To try and solve the problem, this lawyer was hoping that a limited-scope engagement letter stating she would be happy to do the legal work as long as the client would expressly agree that she would not be providing any legal advice regarding securities law would suffice. I’m thinking, “wait, the proposed language in this agreement is basically saying she’ll agree to do the requested legal work as long as the client agrees not to hold her accountable for any of the work she does.” I’m sure it comes as no surprise that my risk manager seal of approval was never forthcoming because this lawyer was wanting me to say it’s fine for her to creatively lawyer her way around her ethical obligation to provide competent representation when it isn’t.

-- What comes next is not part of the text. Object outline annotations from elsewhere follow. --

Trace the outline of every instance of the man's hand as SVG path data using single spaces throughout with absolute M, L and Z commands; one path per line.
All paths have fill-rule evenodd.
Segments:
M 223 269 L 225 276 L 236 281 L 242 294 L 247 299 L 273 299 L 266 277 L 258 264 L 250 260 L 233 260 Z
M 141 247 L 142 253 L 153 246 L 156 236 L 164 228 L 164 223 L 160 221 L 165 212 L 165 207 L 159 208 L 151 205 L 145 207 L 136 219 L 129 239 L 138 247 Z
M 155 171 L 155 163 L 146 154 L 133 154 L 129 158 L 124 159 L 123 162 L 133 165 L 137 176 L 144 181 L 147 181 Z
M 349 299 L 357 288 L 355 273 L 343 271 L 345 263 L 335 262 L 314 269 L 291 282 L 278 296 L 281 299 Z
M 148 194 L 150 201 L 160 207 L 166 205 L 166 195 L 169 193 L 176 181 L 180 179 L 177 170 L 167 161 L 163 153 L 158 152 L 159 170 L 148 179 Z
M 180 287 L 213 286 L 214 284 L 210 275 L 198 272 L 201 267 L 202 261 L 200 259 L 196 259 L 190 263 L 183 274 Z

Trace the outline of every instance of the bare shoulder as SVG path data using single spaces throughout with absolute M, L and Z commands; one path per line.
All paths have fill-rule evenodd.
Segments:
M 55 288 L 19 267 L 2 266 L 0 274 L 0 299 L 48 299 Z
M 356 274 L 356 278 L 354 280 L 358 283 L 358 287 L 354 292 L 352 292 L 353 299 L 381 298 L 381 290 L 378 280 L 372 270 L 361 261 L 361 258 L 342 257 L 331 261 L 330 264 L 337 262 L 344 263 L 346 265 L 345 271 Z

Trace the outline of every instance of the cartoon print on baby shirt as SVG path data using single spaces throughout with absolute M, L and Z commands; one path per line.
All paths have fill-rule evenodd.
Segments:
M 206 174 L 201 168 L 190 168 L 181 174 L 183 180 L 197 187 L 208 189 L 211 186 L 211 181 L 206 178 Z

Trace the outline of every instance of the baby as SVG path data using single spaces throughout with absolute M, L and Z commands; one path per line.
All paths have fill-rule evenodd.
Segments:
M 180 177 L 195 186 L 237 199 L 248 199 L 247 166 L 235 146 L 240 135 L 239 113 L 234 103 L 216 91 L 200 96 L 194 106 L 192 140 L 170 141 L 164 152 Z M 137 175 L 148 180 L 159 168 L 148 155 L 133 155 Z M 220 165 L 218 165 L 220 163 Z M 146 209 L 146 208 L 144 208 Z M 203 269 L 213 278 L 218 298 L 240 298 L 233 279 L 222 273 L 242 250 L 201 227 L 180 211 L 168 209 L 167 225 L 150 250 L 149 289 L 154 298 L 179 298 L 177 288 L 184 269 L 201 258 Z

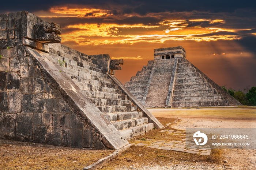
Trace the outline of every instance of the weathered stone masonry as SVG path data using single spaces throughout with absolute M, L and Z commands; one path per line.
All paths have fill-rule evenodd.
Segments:
M 154 60 L 125 84 L 146 107 L 241 105 L 187 60 L 182 47 L 154 51 Z
M 123 61 L 56 43 L 60 25 L 26 11 L 0 15 L 0 138 L 116 149 L 162 127 L 107 73 Z

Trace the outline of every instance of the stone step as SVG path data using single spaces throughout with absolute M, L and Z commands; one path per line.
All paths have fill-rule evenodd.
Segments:
M 65 67 L 62 67 L 62 68 L 64 72 L 68 74 L 72 74 L 74 75 L 79 76 L 81 77 L 86 77 L 90 78 L 92 76 L 96 76 L 98 77 L 104 78 L 108 78 L 108 76 L 105 74 L 90 70 L 87 69 L 88 71 L 88 72 L 87 72 L 83 70 L 83 69 L 79 69 L 79 70 L 82 71 L 80 71 L 76 70 L 69 68 Z
M 143 66 L 142 71 L 151 71 L 152 69 L 153 65 Z
M 91 82 L 90 80 L 90 83 Z M 91 81 L 91 82 L 95 83 L 93 81 Z M 79 82 L 74 82 L 81 90 L 100 91 L 108 93 L 117 94 L 121 94 L 122 93 L 121 90 L 116 88 L 110 88 L 93 84 L 86 84 Z
M 128 129 L 120 130 L 119 132 L 123 137 L 128 140 L 133 137 L 143 134 L 153 129 L 153 128 L 154 124 L 152 123 L 138 126 Z
M 195 83 L 205 83 L 205 79 L 201 77 L 175 79 L 175 84 Z
M 121 94 L 94 91 L 91 90 L 82 90 L 83 93 L 89 98 L 100 99 L 117 99 L 118 100 L 127 100 L 127 96 Z
M 136 76 L 149 76 L 150 75 L 150 72 L 145 71 L 138 71 L 136 74 Z
M 184 62 L 183 63 L 179 63 L 177 64 L 177 68 L 181 67 L 190 67 L 191 64 L 188 62 Z
M 83 59 L 79 59 L 76 58 L 69 57 L 68 58 L 65 57 L 60 56 L 59 59 L 57 59 L 57 61 L 58 60 L 60 61 L 65 61 L 65 63 L 71 64 L 74 66 L 78 66 L 90 69 L 90 67 L 98 68 L 98 65 L 92 63 L 92 61 L 90 59 L 83 58 Z M 75 60 L 74 60 L 75 59 Z
M 97 106 L 131 106 L 132 102 L 127 100 L 118 100 L 110 99 L 102 99 L 89 98 Z
M 183 73 L 177 73 L 176 74 L 176 78 L 177 79 L 200 77 L 202 77 L 201 74 L 198 72 L 186 72 Z
M 120 130 L 147 123 L 147 118 L 141 118 L 113 122 L 112 122 L 112 124 L 118 130 Z
M 191 94 L 199 95 L 200 94 L 217 94 L 215 88 L 197 88 L 196 89 L 182 89 L 173 90 L 173 95 L 188 95 Z
M 149 75 L 148 76 L 133 76 L 131 78 L 130 81 L 146 81 L 147 82 L 148 80 L 149 77 Z
M 146 88 L 146 86 L 129 86 L 128 87 L 129 90 L 130 91 L 132 91 L 133 93 L 137 91 L 145 91 L 145 89 Z
M 201 100 L 223 100 L 222 95 L 219 94 L 191 94 L 173 96 L 172 101 Z
M 97 76 L 91 76 L 91 78 L 87 77 L 81 77 L 69 74 L 69 76 L 74 82 L 78 82 L 85 84 L 90 84 L 94 86 L 99 86 L 112 88 L 117 88 L 117 86 L 112 84 L 111 80 L 106 78 L 100 78 Z M 88 76 L 89 76 L 90 75 Z
M 146 86 L 147 84 L 147 81 L 133 81 L 132 82 L 128 82 L 125 83 L 125 86 Z
M 175 84 L 174 90 L 190 89 L 196 88 L 211 88 L 210 84 L 207 83 L 195 83 Z
M 230 104 L 227 100 L 202 100 L 195 101 L 174 101 L 172 102 L 172 107 L 227 106 Z
M 110 122 L 124 120 L 138 119 L 142 117 L 142 112 L 121 112 L 113 114 L 104 114 L 106 118 Z
M 135 106 L 99 106 L 98 108 L 103 114 L 131 112 L 137 111 L 138 110 L 137 107 Z

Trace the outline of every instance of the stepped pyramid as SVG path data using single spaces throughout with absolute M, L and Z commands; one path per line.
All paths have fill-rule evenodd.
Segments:
M 123 60 L 59 43 L 60 25 L 0 15 L 0 139 L 118 149 L 163 125 L 114 76 Z
M 125 84 L 145 107 L 242 105 L 190 63 L 182 47 L 154 51 L 154 60 Z

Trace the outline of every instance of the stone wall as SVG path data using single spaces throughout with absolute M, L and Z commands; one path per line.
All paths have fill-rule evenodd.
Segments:
M 75 147 L 105 148 L 51 87 L 23 46 L 0 54 L 2 139 Z M 9 62 L 5 61 L 8 60 Z M 88 144 L 88 141 L 96 142 Z

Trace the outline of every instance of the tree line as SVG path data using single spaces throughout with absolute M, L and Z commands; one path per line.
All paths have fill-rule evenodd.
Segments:
M 245 94 L 241 90 L 233 88 L 227 89 L 226 86 L 222 86 L 224 90 L 244 105 L 256 106 L 256 87 L 253 87 Z

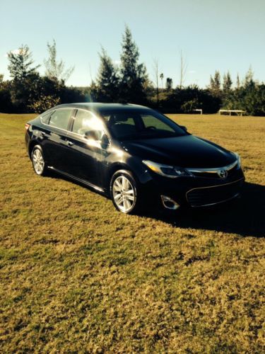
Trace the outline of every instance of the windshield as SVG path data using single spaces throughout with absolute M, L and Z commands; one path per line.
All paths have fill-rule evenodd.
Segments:
M 180 137 L 187 134 L 169 118 L 152 110 L 103 111 L 101 115 L 118 140 Z

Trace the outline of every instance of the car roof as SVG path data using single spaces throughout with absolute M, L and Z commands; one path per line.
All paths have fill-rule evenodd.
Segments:
M 66 103 L 57 105 L 52 109 L 57 108 L 82 108 L 84 110 L 97 110 L 99 112 L 107 110 L 122 110 L 124 109 L 150 109 L 144 105 L 134 105 L 131 103 Z

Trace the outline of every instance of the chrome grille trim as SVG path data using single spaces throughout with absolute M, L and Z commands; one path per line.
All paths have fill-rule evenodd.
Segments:
M 221 170 L 226 170 L 226 171 L 230 171 L 232 170 L 237 164 L 237 160 L 235 160 L 235 162 L 232 164 L 230 164 L 230 165 L 225 166 L 224 167 L 216 167 L 215 169 L 187 169 L 186 168 L 185 169 L 187 170 L 189 172 L 192 172 L 192 173 L 194 172 L 195 173 L 217 173 L 218 171 Z

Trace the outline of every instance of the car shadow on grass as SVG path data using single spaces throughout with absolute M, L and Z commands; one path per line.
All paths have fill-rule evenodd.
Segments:
M 215 207 L 152 212 L 149 217 L 184 229 L 214 230 L 241 236 L 265 236 L 265 186 L 245 183 L 240 198 Z

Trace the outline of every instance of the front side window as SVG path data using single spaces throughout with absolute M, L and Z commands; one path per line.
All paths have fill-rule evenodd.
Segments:
M 86 135 L 94 132 L 97 139 L 100 140 L 104 134 L 102 121 L 88 110 L 78 110 L 74 118 L 73 132 Z
M 187 133 L 167 117 L 151 110 L 102 112 L 112 135 L 118 139 L 179 137 Z
M 69 108 L 54 110 L 49 119 L 49 125 L 67 130 L 72 111 Z
M 52 114 L 52 112 L 49 112 L 48 113 L 43 113 L 41 115 L 42 122 L 44 124 L 49 124 L 49 117 Z

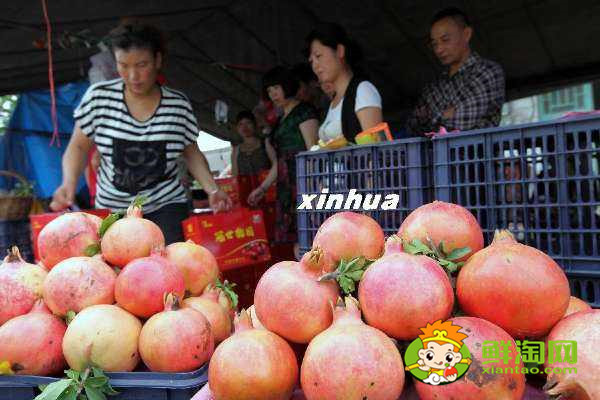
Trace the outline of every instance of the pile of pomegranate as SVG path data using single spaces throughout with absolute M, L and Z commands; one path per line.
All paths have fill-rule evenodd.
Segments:
M 263 274 L 239 312 L 210 251 L 165 246 L 139 207 L 109 227 L 70 213 L 44 229 L 40 265 L 17 249 L 0 265 L 0 365 L 16 374 L 208 364 L 193 400 L 600 399 L 600 310 L 510 232 L 484 247 L 477 220 L 455 204 L 417 208 L 387 239 L 371 217 L 336 213 L 301 260 Z M 404 354 L 440 320 L 467 335 L 470 361 L 452 384 L 431 385 L 407 372 Z M 527 340 L 576 341 L 578 372 L 486 372 L 503 367 L 486 363 L 490 341 L 508 346 L 518 371 Z

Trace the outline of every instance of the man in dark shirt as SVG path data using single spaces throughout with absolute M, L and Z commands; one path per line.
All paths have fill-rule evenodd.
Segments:
M 444 72 L 423 90 L 408 120 L 413 134 L 498 126 L 504 103 L 502 67 L 471 50 L 473 28 L 457 8 L 438 12 L 431 24 L 431 48 Z

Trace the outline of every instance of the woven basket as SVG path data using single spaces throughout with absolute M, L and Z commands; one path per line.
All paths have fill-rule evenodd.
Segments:
M 27 184 L 27 179 L 16 172 L 0 171 L 0 175 L 16 178 L 23 184 Z M 10 196 L 0 195 L 0 220 L 18 221 L 27 219 L 33 204 L 33 196 Z

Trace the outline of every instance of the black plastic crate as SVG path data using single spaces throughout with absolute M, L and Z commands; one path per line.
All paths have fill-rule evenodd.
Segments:
M 111 385 L 119 392 L 115 400 L 189 400 L 208 382 L 208 364 L 186 373 L 116 372 L 107 373 Z M 39 394 L 38 385 L 57 378 L 41 376 L 0 376 L 0 399 L 32 400 Z
M 586 301 L 594 308 L 600 308 L 600 272 L 568 274 L 571 294 Z
M 329 195 L 344 196 L 340 210 L 314 209 L 317 200 L 312 203 L 313 209 L 297 210 L 301 254 L 310 249 L 323 221 L 340 211 L 364 212 L 379 222 L 386 235 L 396 233 L 410 211 L 432 200 L 431 160 L 431 140 L 424 138 L 298 154 L 298 206 L 302 203 L 302 194 L 321 195 L 323 189 Z M 363 203 L 359 209 L 354 208 L 356 203 L 349 204 L 350 209 L 346 210 L 344 207 L 351 189 L 363 197 Z M 396 210 L 380 209 L 388 194 L 399 195 Z M 373 196 L 368 204 L 373 204 L 375 196 L 381 196 L 377 209 L 364 208 L 367 195 Z
M 600 118 L 441 136 L 433 170 L 435 198 L 471 210 L 486 243 L 510 229 L 567 273 L 600 270 Z
M 7 250 L 13 245 L 19 247 L 21 257 L 25 261 L 33 262 L 29 219 L 20 221 L 0 220 L 0 260 L 4 259 Z

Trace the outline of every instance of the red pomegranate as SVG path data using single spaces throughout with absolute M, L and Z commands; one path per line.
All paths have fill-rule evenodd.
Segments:
M 193 308 L 179 308 L 172 293 L 165 296 L 165 310 L 146 321 L 140 333 L 140 355 L 155 372 L 193 371 L 210 359 L 214 348 L 206 317 Z
M 357 301 L 347 297 L 333 324 L 308 345 L 300 374 L 307 400 L 397 400 L 404 364 L 394 342 L 361 320 Z
M 142 218 L 142 209 L 137 206 L 129 207 L 125 218 L 113 223 L 101 241 L 104 259 L 121 268 L 164 246 L 165 237 L 158 225 Z
M 421 400 L 521 400 L 525 392 L 525 374 L 521 373 L 523 363 L 520 359 L 515 365 L 518 353 L 513 338 L 499 326 L 481 318 L 456 317 L 450 321 L 462 327 L 460 332 L 468 335 L 463 342 L 471 353 L 472 363 L 465 375 L 448 385 L 434 386 L 414 379 Z M 483 364 L 484 341 L 492 341 L 499 346 L 509 343 L 506 353 L 509 363 L 486 359 Z M 502 372 L 496 371 L 497 368 L 502 368 Z M 512 368 L 512 372 L 506 368 Z M 486 370 L 499 373 L 490 374 Z
M 115 302 L 115 271 L 98 258 L 72 257 L 56 264 L 44 281 L 44 301 L 59 316 Z
M 252 321 L 252 327 L 254 327 L 254 329 L 264 329 L 267 330 L 267 328 L 265 328 L 265 326 L 262 324 L 262 322 L 260 322 L 260 319 L 258 319 L 258 316 L 256 315 L 256 308 L 254 307 L 254 304 L 252 304 L 250 307 L 248 307 L 248 315 L 250 316 L 250 321 Z
M 166 257 L 183 273 L 185 289 L 192 296 L 201 294 L 209 283 L 219 277 L 215 256 L 191 240 L 168 245 Z
M 572 354 L 562 347 L 548 349 L 546 367 L 549 368 L 548 383 L 544 387 L 552 398 L 569 400 L 600 399 L 600 310 L 580 311 L 560 320 L 548 335 L 548 341 L 575 341 L 576 362 L 567 356 Z M 563 357 L 552 358 L 550 353 L 562 354 Z
M 269 268 L 254 291 L 254 307 L 271 332 L 295 343 L 308 343 L 331 325 L 330 303 L 339 296 L 337 283 L 318 282 L 323 271 L 311 263 L 282 261 Z
M 412 340 L 428 322 L 450 316 L 454 293 L 435 260 L 395 253 L 367 268 L 358 301 L 369 325 L 396 339 Z
M 67 327 L 62 350 L 69 366 L 83 371 L 94 365 L 105 372 L 130 372 L 140 361 L 142 323 L 115 305 L 84 308 Z
M 297 379 L 290 345 L 273 332 L 253 329 L 244 310 L 235 333 L 217 347 L 208 367 L 216 400 L 287 400 Z
M 400 225 L 398 235 L 409 243 L 418 239 L 427 244 L 427 238 L 435 246 L 443 242 L 446 254 L 464 247 L 471 249 L 457 261 L 465 261 L 483 248 L 483 232 L 473 214 L 464 207 L 443 201 L 422 205 L 411 212 Z
M 592 307 L 586 303 L 585 301 L 575 297 L 575 296 L 571 296 L 569 298 L 569 306 L 567 307 L 567 311 L 565 311 L 565 315 L 564 317 L 567 317 L 573 313 L 576 313 L 578 311 L 587 311 L 587 310 L 591 310 Z
M 0 327 L 0 362 L 8 361 L 16 374 L 54 375 L 66 362 L 62 340 L 67 326 L 40 299 L 28 314 Z
M 11 318 L 31 310 L 42 296 L 42 285 L 48 272 L 21 258 L 13 246 L 0 265 L 0 326 Z
M 311 251 L 322 250 L 334 263 L 356 257 L 373 260 L 383 253 L 384 241 L 377 221 L 368 215 L 344 211 L 321 224 Z
M 131 261 L 117 277 L 117 304 L 138 317 L 149 318 L 164 310 L 167 293 L 185 295 L 183 274 L 161 254 Z
M 497 231 L 492 244 L 460 270 L 456 295 L 468 315 L 523 338 L 548 333 L 565 314 L 570 290 L 554 260 L 517 243 L 510 232 Z
M 183 307 L 199 311 L 206 317 L 215 343 L 221 343 L 231 336 L 231 318 L 219 304 L 216 292 L 205 293 L 200 297 L 189 297 L 183 301 Z
M 100 224 L 100 217 L 84 212 L 63 214 L 50 221 L 38 236 L 38 251 L 44 266 L 52 269 L 67 258 L 85 256 L 89 246 L 100 243 Z

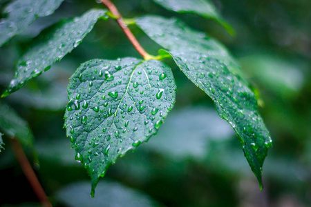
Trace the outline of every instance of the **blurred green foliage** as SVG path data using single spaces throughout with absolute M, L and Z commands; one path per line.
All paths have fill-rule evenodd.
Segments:
M 0 1 L 1 11 L 9 1 Z M 178 87 L 171 115 L 157 136 L 113 165 L 99 186 L 120 186 L 122 190 L 116 187 L 118 193 L 111 197 L 123 195 L 133 199 L 144 193 L 147 195 L 140 199 L 156 206 L 310 206 L 311 13 L 308 11 L 311 1 L 214 1 L 234 28 L 236 36 L 230 36 L 211 20 L 192 14 L 177 16 L 224 43 L 240 60 L 247 80 L 260 91 L 261 114 L 274 141 L 263 168 L 263 190 L 259 192 L 233 130 L 218 117 L 211 100 L 171 60 L 166 62 L 173 68 Z M 151 0 L 113 2 L 124 17 L 176 15 Z M 55 14 L 38 19 L 10 44 L 1 48 L 0 92 L 4 92 L 13 77 L 15 63 L 32 38 L 59 20 L 80 15 L 91 8 L 103 6 L 93 0 L 65 1 Z M 137 27 L 131 29 L 149 53 L 157 54 L 160 48 L 157 44 Z M 90 59 L 129 56 L 140 57 L 115 22 L 99 21 L 81 45 L 62 61 L 1 100 L 28 123 L 39 162 L 27 151 L 28 158 L 35 160 L 32 163 L 36 172 L 55 206 L 75 206 L 62 199 L 74 185 L 88 196 L 89 193 L 89 188 L 83 190 L 83 184 L 79 184 L 82 180 L 89 182 L 89 177 L 75 161 L 74 150 L 70 149 L 70 140 L 62 128 L 68 78 Z M 0 205 L 37 205 L 38 200 L 13 156 L 9 137 L 5 135 L 2 138 L 6 144 L 0 153 L 4 190 Z M 79 188 L 73 190 L 77 189 Z M 100 199 L 101 196 L 106 199 L 103 189 L 102 193 L 96 195 Z M 89 202 L 94 201 L 88 199 Z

Hear me clearly. I’m not trying to say lawyers should never think creatively. Sometimes creative thinking really can be what leads to finding that elusive solution to a client’s complex legal problem. My concern, however, is when creative lawyering needs to be brought into play, often in order to get around an ethical issue that’s getting in the way, you’re asking for trouble should you start down that path. If you ever find yourself in that kind of situation, stop, just stop. Take whatever time is necessary to try and determine why it is you feel a need to turn to creative lawyering in order to move ahead. Only then will you be able to determine if there is a rational, responsible, and ethically permissible way to move forward; because all I can say is in instances like this, creative lawyering is never going to be an acceptable solution.